自分はザガリル軍の第三小隊への入隊の試験を受けたのだから。


「しかし、私達は第三小隊として選ばれた筈です」

「国王が勝手に第三小隊を募集したのだ。ザガリル軍の活躍は誰もが知っている。だが、国王軍はどうだ?ザガリル軍ばかりが活躍している事に、国民から国への忠誠心が薄れていくのを警戒しての事だ」

「じゃあ、ザガリル様は・・」

「第三小隊など、必要ないと思っている。ナディア様から直接頼まれた事で、嫌々連れて来てくれたに過ぎない」


憧れのザガリル軍に入隊出来たと思っていたマフィダムにとって、これ以上ないショックな話であった。

ルベレントの知り合いの五人以外の二十人も、マフィダムとルベレントの会話を聞いて顔が青褪めていた。

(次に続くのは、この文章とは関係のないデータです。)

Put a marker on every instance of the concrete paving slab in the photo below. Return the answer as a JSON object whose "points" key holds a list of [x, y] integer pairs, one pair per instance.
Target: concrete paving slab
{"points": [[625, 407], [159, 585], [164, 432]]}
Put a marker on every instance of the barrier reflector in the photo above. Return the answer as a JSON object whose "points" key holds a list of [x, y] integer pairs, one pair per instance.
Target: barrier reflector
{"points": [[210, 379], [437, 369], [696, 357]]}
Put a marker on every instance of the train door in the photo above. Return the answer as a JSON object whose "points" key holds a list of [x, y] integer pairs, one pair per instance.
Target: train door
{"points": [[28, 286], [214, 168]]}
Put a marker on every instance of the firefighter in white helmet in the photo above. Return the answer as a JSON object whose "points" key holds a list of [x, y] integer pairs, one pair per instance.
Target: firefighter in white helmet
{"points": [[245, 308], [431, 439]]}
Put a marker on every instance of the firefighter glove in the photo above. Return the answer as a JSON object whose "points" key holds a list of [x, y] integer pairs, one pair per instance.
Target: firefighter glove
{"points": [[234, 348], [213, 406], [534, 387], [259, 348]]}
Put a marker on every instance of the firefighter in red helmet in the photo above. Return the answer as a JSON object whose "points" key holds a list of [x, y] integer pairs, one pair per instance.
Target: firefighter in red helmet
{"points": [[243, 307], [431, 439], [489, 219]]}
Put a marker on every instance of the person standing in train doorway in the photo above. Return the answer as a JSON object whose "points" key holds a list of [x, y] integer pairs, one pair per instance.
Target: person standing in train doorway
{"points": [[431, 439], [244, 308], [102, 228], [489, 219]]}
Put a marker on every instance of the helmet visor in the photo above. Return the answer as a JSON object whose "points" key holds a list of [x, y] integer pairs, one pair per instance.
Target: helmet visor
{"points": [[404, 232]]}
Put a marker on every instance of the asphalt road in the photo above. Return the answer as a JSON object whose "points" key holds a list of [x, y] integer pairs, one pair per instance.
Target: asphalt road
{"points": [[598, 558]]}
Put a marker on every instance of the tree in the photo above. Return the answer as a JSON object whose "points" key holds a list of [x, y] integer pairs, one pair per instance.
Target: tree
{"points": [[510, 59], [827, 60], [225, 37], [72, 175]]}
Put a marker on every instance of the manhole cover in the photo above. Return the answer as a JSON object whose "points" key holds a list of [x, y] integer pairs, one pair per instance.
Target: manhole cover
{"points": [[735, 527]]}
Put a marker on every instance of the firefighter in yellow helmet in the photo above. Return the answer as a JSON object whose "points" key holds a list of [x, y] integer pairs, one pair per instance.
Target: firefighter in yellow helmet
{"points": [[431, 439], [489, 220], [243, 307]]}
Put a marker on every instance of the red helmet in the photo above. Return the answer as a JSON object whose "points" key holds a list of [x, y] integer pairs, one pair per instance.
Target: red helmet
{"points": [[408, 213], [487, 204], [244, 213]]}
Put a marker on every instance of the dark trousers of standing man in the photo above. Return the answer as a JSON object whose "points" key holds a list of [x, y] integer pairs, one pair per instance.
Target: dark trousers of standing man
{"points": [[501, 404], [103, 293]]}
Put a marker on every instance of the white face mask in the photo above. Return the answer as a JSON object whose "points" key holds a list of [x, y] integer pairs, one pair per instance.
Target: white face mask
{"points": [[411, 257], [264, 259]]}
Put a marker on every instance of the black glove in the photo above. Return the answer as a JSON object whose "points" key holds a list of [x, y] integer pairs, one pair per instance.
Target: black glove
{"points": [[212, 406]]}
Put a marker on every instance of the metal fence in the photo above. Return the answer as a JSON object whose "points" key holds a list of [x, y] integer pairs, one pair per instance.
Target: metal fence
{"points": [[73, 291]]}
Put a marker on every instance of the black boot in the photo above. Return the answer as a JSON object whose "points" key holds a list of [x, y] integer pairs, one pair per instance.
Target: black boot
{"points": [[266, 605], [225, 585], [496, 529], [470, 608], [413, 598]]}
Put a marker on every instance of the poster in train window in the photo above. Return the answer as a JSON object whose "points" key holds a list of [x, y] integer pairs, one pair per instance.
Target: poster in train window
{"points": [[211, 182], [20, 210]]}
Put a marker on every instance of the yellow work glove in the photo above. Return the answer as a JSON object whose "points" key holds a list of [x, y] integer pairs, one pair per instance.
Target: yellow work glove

試験合格の名前が張り出されていた時、これは夢なのではないかと、誰もが思った。

それが本当に夢だったのだと突き付けられた現実に、マフィダム達は肩を落とした。


その時、崖下から何かが羽ばたく音が聞こえ、彼らはハッとしてそちらの方を見た。


ゆっくりと上がって来た魔死骸鳥は、先程よりも体が大きく、他の魔死骸鳥だと直ぐに分かった。

そしてその嘴には、炎が溢れ出ていた。


「雄だ!気を付けろ!」


ガザレイスの声に、マフィダム達は慌てて戦闘態勢を取った。

吐き出された火炎攻撃に、すぐ様水属性の防御壁を張る。魔力の低下が激しかった風と水属性の魔法使用者達は、回復ポーションを飲み干した。


雄の攻撃力は、雌以上であった。

なんとか耐えては見せるが、どんどんと追い込まれていく。


「ルベレント!何か秘策は無いのか?」

「少し早いが、これを使う」


ルベレントはガザレイスに、鞄から取り出した、手のひら大の丸い透明の球体を見せる。


「いけるか?」

「高魔力の光属性魔法が入っている。これを口に叩き込んでやる!」

「分かった。全員、ルベレントを援護。急げ!」


他の軍隊員達がルベレントの援護に回る。

魔死骸鳥の攻撃を避けながら宙に浮かんだルベレントは、魔死骸鳥の口元に辿り着いた。


「これでも喰らえ!」


ルベレントの投げた透明の球体は、魔死骸鳥の口の中へと消えていく。


「全員、退避!」


ガザレイスの大きな声が響いたと同時に、魔死骸鳥の骨だらけの体から、光が溢れ出した。


(間に合わない!爆発に飲まれる!)


ルベレントが目を瞑り、死を覚悟したその時だった。

ドォーンという地鳴りの音と共に、崖の土がルベレントと魔死骸鳥との間に壁を作った。

魔死骸鳥を中心に起こった爆発は、その土の壁が威力を遮り、魔死骸鳥のみを破壊して、崖下へと残骸を散らして行った。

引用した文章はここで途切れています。